Mainly because the initrd stuff relies on proper udev-based activation of LVM+RAID and AFAIK this is all still rather hacky (e.g. we still rely on fedora-storage-init hack which shouldn't be needed).
It'll work for relatively simple setups but anything more complex (e.g. /usr on LVM LV on top of RAID) will likely fail horribly. Frankly I didn't have the time, motivation or hardware to fix the whole LVM+RAID mess so this had to stay out until it is all confirmed working. FWIW, it works fine for simpler setups.
Frankly I'm getting sick of us supporting such crazy setups in the installer. I think we should be super strict and force users into the one true way... Screw this choice nonsense ;)
(In reply to Colin Guthrie from comment #35)
> I initially looked at Martins patch, but sadly none of the forms available
> would apply sadly (neither the attachment or the post to the mailing list),
> but I mangled it around until it was working then backported to our version
> of dracut.
Sorry about that - looks like my mailer got creative and added some unwanted white space :-( The attachment shouldn't have been too far off, though, apart from being based on an installed system, not git.
(In reply to Colin Guthrie from comment #36)
> Please test this thoroughly, ideally with swaps on LVM and RAID devices and
> actually suspending and (successfully) resuming to those swap partitions to
> make sure all is well in the world and there are no regressions!
I've tested on my system by installing the new version from updates_testing, regenerating all my initrd files, then reformatting the swap partition.

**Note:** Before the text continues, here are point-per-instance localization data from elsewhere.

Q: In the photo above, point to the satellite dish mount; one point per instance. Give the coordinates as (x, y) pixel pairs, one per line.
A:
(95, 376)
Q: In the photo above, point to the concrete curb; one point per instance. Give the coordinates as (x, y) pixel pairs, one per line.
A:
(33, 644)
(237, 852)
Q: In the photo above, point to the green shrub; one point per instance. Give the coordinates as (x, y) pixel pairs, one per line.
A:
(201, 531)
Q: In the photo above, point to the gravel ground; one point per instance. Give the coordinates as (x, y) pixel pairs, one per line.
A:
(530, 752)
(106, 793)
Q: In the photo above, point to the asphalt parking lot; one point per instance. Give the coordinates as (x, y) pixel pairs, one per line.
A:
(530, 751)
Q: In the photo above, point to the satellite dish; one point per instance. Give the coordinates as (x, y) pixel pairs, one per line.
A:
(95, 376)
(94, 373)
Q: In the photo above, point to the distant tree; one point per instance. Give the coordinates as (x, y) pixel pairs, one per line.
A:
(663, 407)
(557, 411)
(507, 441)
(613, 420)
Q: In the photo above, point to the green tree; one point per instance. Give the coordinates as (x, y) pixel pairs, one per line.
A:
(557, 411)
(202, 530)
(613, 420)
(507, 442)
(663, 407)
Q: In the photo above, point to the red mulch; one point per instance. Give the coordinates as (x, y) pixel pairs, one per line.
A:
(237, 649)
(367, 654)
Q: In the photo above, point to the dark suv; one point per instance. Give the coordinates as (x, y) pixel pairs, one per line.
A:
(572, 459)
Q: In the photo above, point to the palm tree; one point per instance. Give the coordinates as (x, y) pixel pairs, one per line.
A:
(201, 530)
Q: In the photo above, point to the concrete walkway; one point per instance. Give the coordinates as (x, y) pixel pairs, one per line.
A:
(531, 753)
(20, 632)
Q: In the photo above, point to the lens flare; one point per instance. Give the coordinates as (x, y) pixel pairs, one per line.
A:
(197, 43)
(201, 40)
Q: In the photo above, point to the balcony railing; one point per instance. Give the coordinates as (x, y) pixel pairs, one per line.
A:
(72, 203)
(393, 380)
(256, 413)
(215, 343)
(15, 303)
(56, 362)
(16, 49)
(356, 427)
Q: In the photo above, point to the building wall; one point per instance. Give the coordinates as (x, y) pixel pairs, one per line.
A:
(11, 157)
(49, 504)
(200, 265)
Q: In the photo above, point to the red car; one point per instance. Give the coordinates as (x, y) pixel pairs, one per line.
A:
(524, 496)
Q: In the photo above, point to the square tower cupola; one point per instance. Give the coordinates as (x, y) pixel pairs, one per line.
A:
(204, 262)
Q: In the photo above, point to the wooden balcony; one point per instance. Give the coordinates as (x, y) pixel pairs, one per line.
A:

On reboot, with resume=<old-uuid> still on the boot command line and fstab unchanged, dracut reported
dracut Warning: Cancelling resume operation. Device not found.
and boot continued, with systemd subsequently timing out after 90s because it couldn't find the swap partition. Updating the boot command line and fstab restores the system to normal operation. I checked suspend/resume following this, and all seems OK.
Bottom line - looks good to me. I don't have a RAID system to test on, and have no experience with LVM.
(In reply to Martin Whitaker from comment #39)
> (In reply to Colin Guthrie from comment #35)
> > I initially looked at Martins patch, but sadly none of the forms available
> > would apply sadly (neither the attachment or the post to the mailing list),
> > but I mangled it around until it was working then backported to our version
> > of dracut.
> Sorry about that - looks like my mailer got creative and added some unwanted
> white space :-(
Yeah it's a common problem.
> The attachment shouldn't have been too far off, though, apart from being
> based on an installed system, not git.
Indeed, that was a problem, but even correcting the paths it didn't apply to git master.
No problem tho', it was fairly easy to do manually.
> (In reply to Colin Guthrie from comment #36)
> > Please test this thoroughly, ideally with swaps on LVM and RAID devices and
> > actually suspending and (successfully) resuming to those swap partitions to
> > make sure all is well in the world and there are no regressions!
> I've tested on my system by installing the new version from updates_testing,
> regenerating all my initrd files, then reformatting the swap partition. On
> reboot, with resume=<old-uuid> still on the boot command line and fstab
> unchanged, dracut reported
> dracut Warning: Cancelling resume operation. Device not found.
> and boot continued, with systemd subsequently timing out after 90s because
> it couldn't find the swap partition. Updating the boot command line and
> fstab restores the system to normal operation. I checked suspend/resume
> following this, and all seems OK.
Great! That is all expected and as intended! Thanks for that.
> Bottom line - looks good to me. I don't have a RAID system to test on, and
> have no experience with LVM.
While we should really test this, it will have no effect on normal operations here, so worst case scenario is that resume will break there. But I do highly doubt this to be the case and I think all will be well.
I'll ask for this version to be pushed.
*** Bug 14834 has been marked as a duplicate of this bug. ***
Thomas pushed this now so we can close.